[TRIGGER WARNING] This text describes memories of a shipwreck with casualties.
On the night of October 3, 2013, at least 366 people fleeing Libya onboard an overcrowded wooden boat drowned in front of Italian island of Lampedusa.
In response, the Italian navy launched the search and rescue operation Mare Nostrum on October 18, 2013, with the intention to safeguard human lives in the Central Mediterranean. The operation was carried out in full respect of the “duty to render assistance to any person found at sea in danger of being lost” (UNCLOS Art. 98). As a result, more than 150,000 lives were saved. But on October 31, 2014, Italy ended the operation due to lack of support from the European Union. Mare Nostrum was replaced by the European border control operation Triton. The focus shifted from saving lives to border control. This resulted in fewer rescue ships, yet people continued to try to escape Libya. in turn, thousands of men, women and children perished at sea. Lisa, Sicilian rescuer onboard the Ocean Viking, wonders: how many more words will have to be written before a European Search and Rescue operation is re-established?
“My name is Lisa, I am 28 years old, I am from Sicily, and I am a rescuer at sea.
My homeland is surrounded by a beautiful sparkling sea.

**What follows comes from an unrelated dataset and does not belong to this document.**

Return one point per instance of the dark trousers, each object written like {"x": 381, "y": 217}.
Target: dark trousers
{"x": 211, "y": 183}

For some, the sea means freedom and joy, for others it is a dark night that will never see a new day.
For too long I’ve heard stories of boats carrying people sinking in the sea. These stories felt so distant from my reality, even when they were happening a few kilometres away from my home. Suddenly, they became real when I witnessed the consequences of a shipwreck that claimed up to 130 lives. The sight of all those bodies bobbing in the waves, kept afloat by worn-out inner tubes, has forever changed the way I look at the sea. It is something I will never forget. Not only the sight of the corpses but the sense of helplessness and the knowledge that people are still dying at sea and that the situation worsened in the central Mediterranean since the tragic shipwreck off Lampedusa 8 years ago, when almost 400 people lost their lives at sea.
How many more words will be said? How much will we have to write about children, women and men trapped in Libya being repeatedly beaten, facing physical and sexual violence and being arbitrarily held captive? How many more reports will be published of those dying in the central Mediterranean while trying to escape sufferings and brutalities we, as Europeans, can’t even imagine?
In the face of countless hardships, people found the courage to hope and to flee, only to fade away like shooting starts. Let their courage be our duty to act and call on European states to re-establish a European Search and Rescue mission in the central Mediterranean.”